What is point cloud data?
Point cloud data is very simply the data collected via LiDAR or Photogrammetry techniques. 3D point clouds are made up of thousands or millions of individual points (hence the name point cloud). Each point containing its X, Y, and Z values along with its orientation (up or down). Some 3D scanners also record colour, which it saves as an RGB value, as well as intensity.
How is point cloud data processed?
Once you have collected your point cloud scan data via LiDAR or photogrammetry, there is still quite a bit of work to do in order to turn it into a finished 3D model that you can send to your clients. This is where point cloud processing comes in.
Using point cloud software such as Undet, you are able to import and work on this data in CAD software such as AutoCAD, Revit, SketchUp or Ares Commander. The software helping you to process your point cloud and turn it into your desired result, be it a 3D model, 2D plans or BIM deliverables.
Essentially point cloud data is processed by the software based on what it is you want. For example, you may have scanned an entire building, but for the particular project you are working on, you only require data on the roof. Point cloud software allows you to take out and work with only the data points you need. Allowing you, in this case, to accurately see, measure and model the current roof – and use that information to create a 3D model for a new roof or detailed 2D plans for renovations or documentation purposes.
What is point cloud software?
Point cloud software is software that helps you to import and work with point cloud data. Point cloud software, such as Undet usually comes in the form of plugins and extensions that are used in CAD software such as AutoCAD, Revit, ARES Commander and SketchUp.
How to choose the right point cloud software for you?
Because both free and paid point cloud software is available, it therefore comes down to your specific requirements and how much you can afford to spend. As you might expect, paid software often has much more functionality and is more optimized for working with point cloud data than free alternatives.
What additional features does point cloud software provide?
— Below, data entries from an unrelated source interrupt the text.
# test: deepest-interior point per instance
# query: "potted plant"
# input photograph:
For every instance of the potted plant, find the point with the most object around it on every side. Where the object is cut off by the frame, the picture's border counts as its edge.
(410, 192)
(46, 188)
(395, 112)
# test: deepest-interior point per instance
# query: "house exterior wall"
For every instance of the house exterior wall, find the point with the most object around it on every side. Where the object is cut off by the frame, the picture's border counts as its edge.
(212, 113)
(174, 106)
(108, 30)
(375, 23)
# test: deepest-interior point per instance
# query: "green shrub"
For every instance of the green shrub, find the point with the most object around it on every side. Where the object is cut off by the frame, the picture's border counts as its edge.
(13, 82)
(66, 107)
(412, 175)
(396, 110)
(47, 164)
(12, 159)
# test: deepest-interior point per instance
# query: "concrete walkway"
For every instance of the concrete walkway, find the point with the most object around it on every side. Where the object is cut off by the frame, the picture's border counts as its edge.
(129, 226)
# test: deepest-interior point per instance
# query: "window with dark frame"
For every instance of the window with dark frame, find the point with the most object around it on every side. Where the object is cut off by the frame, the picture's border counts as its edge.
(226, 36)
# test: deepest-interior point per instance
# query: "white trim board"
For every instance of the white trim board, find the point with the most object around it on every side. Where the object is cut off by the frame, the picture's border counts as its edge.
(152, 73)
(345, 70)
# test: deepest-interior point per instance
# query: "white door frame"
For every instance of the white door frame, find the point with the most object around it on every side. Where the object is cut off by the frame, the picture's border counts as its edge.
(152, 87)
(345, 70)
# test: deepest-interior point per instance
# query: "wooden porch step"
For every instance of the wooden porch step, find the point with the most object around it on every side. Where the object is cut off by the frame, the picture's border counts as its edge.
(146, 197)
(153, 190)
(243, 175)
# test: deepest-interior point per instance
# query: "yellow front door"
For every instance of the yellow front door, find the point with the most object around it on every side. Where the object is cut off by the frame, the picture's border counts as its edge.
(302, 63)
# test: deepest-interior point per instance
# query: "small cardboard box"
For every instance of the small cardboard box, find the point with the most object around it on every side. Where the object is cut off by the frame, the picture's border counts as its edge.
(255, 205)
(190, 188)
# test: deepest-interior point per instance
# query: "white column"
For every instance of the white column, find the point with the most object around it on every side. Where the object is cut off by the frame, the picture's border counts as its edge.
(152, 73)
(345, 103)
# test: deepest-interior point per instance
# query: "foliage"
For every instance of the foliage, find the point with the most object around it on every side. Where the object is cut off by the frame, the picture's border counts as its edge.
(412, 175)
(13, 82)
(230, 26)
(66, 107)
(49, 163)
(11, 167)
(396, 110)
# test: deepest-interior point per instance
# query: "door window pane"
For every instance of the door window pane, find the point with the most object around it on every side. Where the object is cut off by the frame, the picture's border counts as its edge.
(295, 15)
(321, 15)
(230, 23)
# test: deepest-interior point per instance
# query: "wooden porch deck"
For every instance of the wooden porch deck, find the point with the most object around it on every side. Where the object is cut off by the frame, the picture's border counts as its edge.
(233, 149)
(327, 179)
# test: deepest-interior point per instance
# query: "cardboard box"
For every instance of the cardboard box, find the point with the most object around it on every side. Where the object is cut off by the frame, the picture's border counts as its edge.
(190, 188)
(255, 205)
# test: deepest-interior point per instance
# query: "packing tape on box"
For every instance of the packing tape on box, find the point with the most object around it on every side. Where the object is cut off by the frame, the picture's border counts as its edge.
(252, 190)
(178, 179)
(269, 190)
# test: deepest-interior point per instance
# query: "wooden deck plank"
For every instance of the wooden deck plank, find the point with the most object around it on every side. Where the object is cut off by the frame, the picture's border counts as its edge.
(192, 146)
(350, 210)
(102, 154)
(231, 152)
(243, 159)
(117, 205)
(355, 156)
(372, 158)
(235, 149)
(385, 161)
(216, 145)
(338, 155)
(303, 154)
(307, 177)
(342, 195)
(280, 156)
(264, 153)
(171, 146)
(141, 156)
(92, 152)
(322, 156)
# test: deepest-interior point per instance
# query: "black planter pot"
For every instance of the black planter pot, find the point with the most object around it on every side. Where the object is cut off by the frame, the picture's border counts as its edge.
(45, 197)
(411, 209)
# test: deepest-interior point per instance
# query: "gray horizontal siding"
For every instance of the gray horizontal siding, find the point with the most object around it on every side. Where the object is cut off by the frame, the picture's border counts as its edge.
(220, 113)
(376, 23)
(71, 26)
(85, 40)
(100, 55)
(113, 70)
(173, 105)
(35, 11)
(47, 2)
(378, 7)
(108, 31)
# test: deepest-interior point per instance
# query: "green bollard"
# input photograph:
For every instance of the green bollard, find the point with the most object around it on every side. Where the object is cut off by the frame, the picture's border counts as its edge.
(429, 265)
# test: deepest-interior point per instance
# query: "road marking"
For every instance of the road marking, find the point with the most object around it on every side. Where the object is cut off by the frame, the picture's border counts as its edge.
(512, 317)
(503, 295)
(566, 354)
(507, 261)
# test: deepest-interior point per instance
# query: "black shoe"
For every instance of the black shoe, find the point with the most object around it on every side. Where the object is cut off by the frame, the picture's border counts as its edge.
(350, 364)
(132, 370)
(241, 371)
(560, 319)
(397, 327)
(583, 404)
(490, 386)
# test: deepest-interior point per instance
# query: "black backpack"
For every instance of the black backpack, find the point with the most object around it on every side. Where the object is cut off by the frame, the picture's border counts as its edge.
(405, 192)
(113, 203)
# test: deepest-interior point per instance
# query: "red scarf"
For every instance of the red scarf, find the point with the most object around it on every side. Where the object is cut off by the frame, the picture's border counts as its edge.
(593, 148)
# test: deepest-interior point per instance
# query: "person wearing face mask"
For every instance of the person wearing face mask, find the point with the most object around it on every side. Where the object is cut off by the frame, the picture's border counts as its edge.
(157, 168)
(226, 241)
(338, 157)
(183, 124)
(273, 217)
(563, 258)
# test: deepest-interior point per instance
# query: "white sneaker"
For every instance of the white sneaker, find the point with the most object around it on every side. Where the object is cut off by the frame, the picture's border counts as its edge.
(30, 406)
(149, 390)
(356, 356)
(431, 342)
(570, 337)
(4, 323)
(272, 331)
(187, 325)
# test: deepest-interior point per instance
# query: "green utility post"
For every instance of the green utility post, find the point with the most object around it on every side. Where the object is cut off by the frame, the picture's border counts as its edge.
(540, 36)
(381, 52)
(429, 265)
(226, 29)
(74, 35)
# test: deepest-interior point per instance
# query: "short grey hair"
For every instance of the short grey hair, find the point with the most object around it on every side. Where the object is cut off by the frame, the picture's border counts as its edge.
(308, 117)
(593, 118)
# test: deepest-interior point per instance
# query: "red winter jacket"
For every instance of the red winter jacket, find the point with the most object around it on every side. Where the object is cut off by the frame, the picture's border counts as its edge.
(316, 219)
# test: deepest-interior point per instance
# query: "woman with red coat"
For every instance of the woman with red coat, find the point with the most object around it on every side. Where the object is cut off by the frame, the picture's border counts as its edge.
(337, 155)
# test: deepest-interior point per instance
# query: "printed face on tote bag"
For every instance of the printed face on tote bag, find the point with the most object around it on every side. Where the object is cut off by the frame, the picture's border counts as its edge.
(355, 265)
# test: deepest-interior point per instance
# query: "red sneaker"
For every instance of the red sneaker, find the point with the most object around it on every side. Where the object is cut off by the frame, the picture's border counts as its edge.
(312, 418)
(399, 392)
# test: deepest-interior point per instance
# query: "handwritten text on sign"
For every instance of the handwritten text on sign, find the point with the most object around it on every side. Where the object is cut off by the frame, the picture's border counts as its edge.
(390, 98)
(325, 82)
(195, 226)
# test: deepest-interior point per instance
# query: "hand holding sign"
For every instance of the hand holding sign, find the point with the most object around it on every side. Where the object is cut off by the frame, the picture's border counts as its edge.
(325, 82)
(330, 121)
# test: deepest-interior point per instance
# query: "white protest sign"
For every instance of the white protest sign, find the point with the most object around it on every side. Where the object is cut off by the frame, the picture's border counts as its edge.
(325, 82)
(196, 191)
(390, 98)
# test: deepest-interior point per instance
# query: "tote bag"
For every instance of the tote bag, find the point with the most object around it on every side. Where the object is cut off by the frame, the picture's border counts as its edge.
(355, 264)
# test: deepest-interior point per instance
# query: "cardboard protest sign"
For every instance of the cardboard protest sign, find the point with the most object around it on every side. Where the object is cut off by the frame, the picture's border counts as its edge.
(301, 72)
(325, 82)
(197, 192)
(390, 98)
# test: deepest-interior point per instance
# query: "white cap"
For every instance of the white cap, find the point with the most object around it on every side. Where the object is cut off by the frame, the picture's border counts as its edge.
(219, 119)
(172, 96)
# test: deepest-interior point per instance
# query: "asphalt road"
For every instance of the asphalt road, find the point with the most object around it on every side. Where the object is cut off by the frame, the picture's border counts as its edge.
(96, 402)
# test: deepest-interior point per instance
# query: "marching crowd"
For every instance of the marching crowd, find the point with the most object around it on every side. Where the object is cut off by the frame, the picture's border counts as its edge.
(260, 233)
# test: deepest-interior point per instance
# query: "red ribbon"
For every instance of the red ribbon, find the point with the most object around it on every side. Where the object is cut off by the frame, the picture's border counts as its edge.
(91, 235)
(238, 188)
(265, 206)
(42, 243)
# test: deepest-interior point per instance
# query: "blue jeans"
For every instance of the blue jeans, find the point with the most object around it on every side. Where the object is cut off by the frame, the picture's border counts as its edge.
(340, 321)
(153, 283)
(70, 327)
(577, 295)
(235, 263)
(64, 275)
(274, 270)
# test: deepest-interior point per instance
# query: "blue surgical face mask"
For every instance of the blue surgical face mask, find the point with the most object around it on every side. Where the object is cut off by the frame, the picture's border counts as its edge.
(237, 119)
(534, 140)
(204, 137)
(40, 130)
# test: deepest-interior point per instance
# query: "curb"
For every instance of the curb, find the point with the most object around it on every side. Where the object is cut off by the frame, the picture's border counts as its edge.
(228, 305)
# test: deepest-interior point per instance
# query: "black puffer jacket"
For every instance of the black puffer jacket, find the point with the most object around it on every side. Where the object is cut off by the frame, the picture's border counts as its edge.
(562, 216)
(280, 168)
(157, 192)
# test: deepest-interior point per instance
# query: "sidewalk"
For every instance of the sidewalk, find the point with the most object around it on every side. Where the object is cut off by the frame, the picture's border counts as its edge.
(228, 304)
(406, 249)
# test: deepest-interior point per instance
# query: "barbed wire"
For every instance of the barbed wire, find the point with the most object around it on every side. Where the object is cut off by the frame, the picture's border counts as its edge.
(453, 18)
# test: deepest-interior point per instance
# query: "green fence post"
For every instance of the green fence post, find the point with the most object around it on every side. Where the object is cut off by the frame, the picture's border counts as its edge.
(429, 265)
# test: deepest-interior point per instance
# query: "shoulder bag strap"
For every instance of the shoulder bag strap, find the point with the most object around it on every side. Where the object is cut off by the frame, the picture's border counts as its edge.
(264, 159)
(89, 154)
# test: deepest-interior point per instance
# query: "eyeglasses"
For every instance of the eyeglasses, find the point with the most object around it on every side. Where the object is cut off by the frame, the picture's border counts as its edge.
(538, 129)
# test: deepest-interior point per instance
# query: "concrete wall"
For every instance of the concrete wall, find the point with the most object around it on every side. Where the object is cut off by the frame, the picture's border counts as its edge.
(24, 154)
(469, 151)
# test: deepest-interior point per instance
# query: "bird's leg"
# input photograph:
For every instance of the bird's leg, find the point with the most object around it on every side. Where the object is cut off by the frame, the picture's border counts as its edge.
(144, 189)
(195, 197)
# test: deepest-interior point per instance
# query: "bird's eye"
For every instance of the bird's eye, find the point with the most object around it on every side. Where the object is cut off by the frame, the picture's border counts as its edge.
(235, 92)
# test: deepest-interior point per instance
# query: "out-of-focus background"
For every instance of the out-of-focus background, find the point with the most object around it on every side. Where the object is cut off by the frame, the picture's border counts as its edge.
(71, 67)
Point cloud software provides additional features and functionality that is specially tailored to working with points cloud data sets. As a simple example, point cloud software such as Undet, makes importing point cloud data much quicker, meaning you can get to work on your new project more quickly.
In addition, point cloud software generally offers a suite of other tools that make working with point clouds, meshes and 3D models easier and quicker. Some point cloud plugins and extensions also have tools that help you to check the accuracy of work. These quality assurance tools, potentially saving you a lot of time and money on costly reworks.
What can you do with point clouds?
Point clouds allow us to digitize an existing object, and make accurate 3D models or 2D drawings from it. This has applications throughout the entire life cycle or a building, from design, through to construction, renovation and operation.
3 potential applications of point clouds are:
- To carry out assessments and measurements when expanding or upgrading facilities and infrastructure.
- To design and present your ideas and see how they will fit and affect an existing environment.
- To document and archive the existing structure before changing or demolishing it.
Very simply, before we can change, rebuild or renovate something, we must assess and measure the current situation – this is exactly what point clouds allow us to do.
What is the difference between a point cloud and a mesh?
The basic difference between a mesh and a point cloud is that a mesh is a collection of interconnected triangles or polygons that come together to make a solid 3D surface, while a point cloud is a 3D representation made up of thousands or millions of dots (the points).
Meshes are used because they provide an efficient and lightweight way to represent complex 3D shapes. They can also be easily manipulated and textured in point cloud software. On the contrary, point clouds are usually less efficient when it comes to processing and rendering because they require more computational resources to represent a 3D shape accurately. To put this into some perspective, mesh models can reduce the size of point cloud files by as much as 90%. Making meshes much quicker to work with and easier to share with colleagues.
This is why point clouds are often converted into a 3D mesh, which can then be used in CAD software to create 3D models, 2D plans and BIM deliverables.
What is the difference between LiDAR and Photogrammetry?
The difference between Lidar and Photogrammetry is basically the way in which each creates a point cloud and what technology it uses to do so. Whereas laser scanners use LiDAR technology, photogrammetry uses photos taken by high-definition cameras to deliver a similar result. But, to understand these differences in more detail and discover which option is best for you, we must first learn a little each.
What is LiDAR?
LiDAR, which stands for “Light Detection And Ranging”, is a technology that uses lasers to build up a 3D image of an object or area being scanned. It does this by sending out pulses of light and measuring how long it takes for these to return and how strong they are. Each individual measurement coming together with thousands or millions of others to create a 3D point cloud. The use of lasers in this technology is also why you will commonly hear the term laser scanning a lot in this industry.
What is Photogrammetry?
Photogrammetry uses photographs taken by high-resolution RGB cameras to create a 3D image of an area or object. This is possible because the photos are taken deliberately to overlap with one another and from various different vantage points in such a way that a 3D image can be generated from the 2D photographs.
LiDAR or Photogrammetry: Which is best for you?
This is an important question. If you want the most accurate point cloud laser scanning measurements and results possible then opt for LiDAR. However, photogrammetry offers photo-realistic results, and costs less.